Published in the scientific journal Nuclear Fusion, the work could herald a breakthrough for magnetic confinement fusion. Tungsten, with its high melting point, is used in the inner walls of tokamaks. But when hot plasma interacts with those metallic walls, the tungsten can contaminate and dilute the plasma, taking space in the plasma that could be occupied by the fusion fuels, resulting in fewer fusion reactions.
The EUROfusion team found that by creating a particular type of ‘heat barrier’ at the edge of the plasma just a few centimetres thick - in the form of a large temperature drop of 20 million degrees Celsius - the tungsten contaminants are prevented from entering the core of plasma.

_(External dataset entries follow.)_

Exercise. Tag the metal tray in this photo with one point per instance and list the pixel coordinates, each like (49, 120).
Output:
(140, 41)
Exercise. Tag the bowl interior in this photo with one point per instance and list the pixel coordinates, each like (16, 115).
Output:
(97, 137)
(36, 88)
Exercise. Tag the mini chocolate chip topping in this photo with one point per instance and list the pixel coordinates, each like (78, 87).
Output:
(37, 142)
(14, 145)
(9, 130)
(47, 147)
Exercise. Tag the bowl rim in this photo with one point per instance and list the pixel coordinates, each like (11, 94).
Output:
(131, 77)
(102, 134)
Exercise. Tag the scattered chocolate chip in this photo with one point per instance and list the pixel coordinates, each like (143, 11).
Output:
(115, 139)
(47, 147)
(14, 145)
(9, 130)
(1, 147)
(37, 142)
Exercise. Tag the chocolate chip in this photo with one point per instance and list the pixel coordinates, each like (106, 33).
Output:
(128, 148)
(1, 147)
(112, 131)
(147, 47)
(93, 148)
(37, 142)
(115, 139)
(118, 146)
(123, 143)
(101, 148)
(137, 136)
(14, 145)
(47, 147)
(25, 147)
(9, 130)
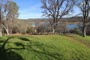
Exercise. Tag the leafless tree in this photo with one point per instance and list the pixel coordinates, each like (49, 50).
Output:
(56, 10)
(84, 6)
(2, 11)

"Our measurements showed that we are one step closer to solving one of the greatest scientific quests of our time,” said Dr Anthony Field, senior fusion researcher at UK Atomic Energy Authority (UKAEA).

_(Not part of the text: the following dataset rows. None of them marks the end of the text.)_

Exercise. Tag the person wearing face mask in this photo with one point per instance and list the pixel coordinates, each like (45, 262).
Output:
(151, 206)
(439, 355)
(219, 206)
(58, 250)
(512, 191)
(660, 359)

“The plasma can keep itself clear of tungsten contaminants that would cool it, by maintaining a temperature drop of twenty million degrees Celsius at the edge of our plasma. This prevents the tungsten ions from stopping us reaching fusion conditions."

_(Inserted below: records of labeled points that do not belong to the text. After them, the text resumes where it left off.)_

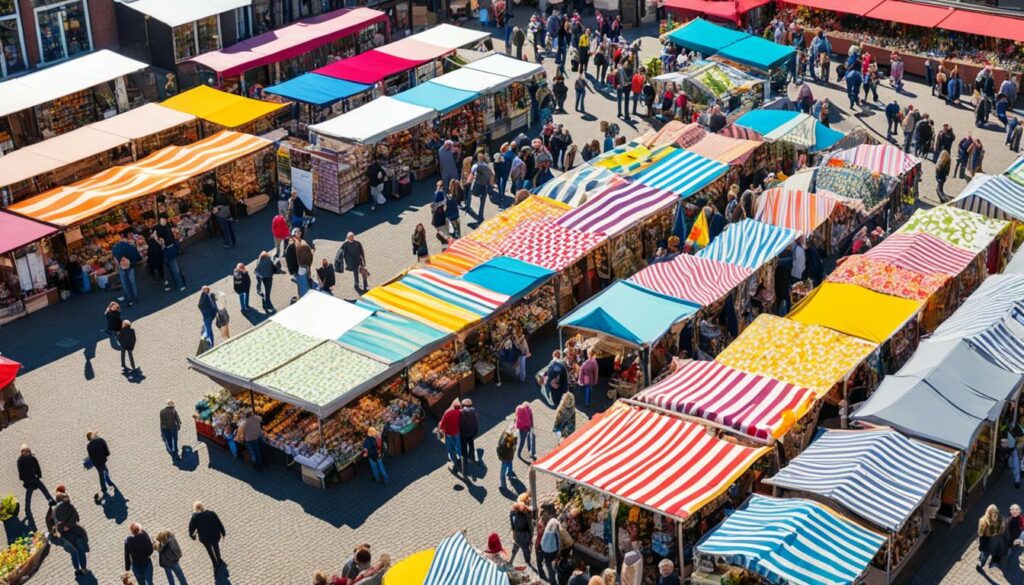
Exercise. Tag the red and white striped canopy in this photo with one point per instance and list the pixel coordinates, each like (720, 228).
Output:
(548, 245)
(702, 281)
(923, 253)
(751, 404)
(654, 460)
(617, 208)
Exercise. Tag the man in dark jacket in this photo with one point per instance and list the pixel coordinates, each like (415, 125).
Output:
(138, 553)
(31, 475)
(207, 527)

According to the researchers, this method of retaining a ‘clean’ plasma was hypothesised before recently being demonstrated by scientists at JET. The technique was trialled as part of a series of experiments contributing to JET breaking the world-record in sustained fusion energy last year.
"This is a key result that was predicted by theory, which we’ve never observed before,” said Dr Joëlle Mailloux, JET task force leader at UKAEA. “Under the right conditions, we can have our plasma expel the metallic impurities to its very edge, so they don't cool the confined plasma where fusion takes place. This is a crucial ingredient for sustained high fusion performance in ITER."